The definition of ‘a week’s pay’ in the Regulations doesn’t go any further than the existing case law, meaning that disputes as to whether a particular type of payment should be included or not will continue. In particular, the issue of annual bonuses (as raised in Lock v British Gas Trading Ltd  EWCA Civ 983) is not addressed.
Another likely frustration for lawyers and employers alike is that the legislation maintains the confusing distinction between Reg 13 (EU-derived) and Reg 13A WTR (domestic) holiday. The UK government could have created a single unified right to 5.6 weeks’ paid holiday with consistent rules on pay, carry over etc., which would have simplified this increasingly complex area. There are obvious reasons why the government decided not to do this (it would have either had to reduce Reg 13 holiday pay below EU levels or level up pay for Reg13A holiday, both of which have financial and political implications) but many will feel that this was an opportunity missed.

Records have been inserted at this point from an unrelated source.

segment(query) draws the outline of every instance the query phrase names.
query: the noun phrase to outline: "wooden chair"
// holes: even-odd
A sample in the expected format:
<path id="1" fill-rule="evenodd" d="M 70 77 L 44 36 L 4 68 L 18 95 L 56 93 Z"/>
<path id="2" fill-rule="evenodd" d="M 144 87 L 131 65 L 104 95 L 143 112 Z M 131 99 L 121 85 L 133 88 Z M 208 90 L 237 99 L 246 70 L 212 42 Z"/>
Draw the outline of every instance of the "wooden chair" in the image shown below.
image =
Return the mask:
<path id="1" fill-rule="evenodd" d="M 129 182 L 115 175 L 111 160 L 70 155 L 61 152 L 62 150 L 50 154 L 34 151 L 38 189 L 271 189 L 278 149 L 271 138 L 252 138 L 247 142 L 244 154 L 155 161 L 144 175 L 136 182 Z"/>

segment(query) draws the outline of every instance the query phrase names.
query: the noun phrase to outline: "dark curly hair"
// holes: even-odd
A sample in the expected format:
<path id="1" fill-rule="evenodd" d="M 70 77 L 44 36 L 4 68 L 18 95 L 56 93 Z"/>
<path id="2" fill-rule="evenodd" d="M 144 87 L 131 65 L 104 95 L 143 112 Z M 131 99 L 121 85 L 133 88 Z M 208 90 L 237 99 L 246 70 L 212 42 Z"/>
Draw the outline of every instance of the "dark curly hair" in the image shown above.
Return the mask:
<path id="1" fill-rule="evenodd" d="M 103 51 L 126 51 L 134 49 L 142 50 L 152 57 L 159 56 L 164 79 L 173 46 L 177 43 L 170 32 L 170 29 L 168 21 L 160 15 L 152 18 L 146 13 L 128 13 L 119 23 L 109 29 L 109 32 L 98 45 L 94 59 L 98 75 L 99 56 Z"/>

This approach is also out of line with the Supreme Court’s decision in Chief Constable of Northern Ireland v Agnew  UKSC 33, which held that holiday entitlement is a "composite pot" rather than two distinct types, leaving the door open for ongoing debate and litigation.
Whilst the majority of the changes are welcome, the remaining uncertainties are not. Employers do not have long to get their houses in order, so need to react quickly. Given the level of trade union and employee activism around holiday pay in particular, these changes may trigger additional scrutiny and a further wave of litigation or representation activity, in particular for employers that continue to calculate holiday pay on the basis of basic pay only, despite the case law to the contrary - employers should be alert to this and react promptly.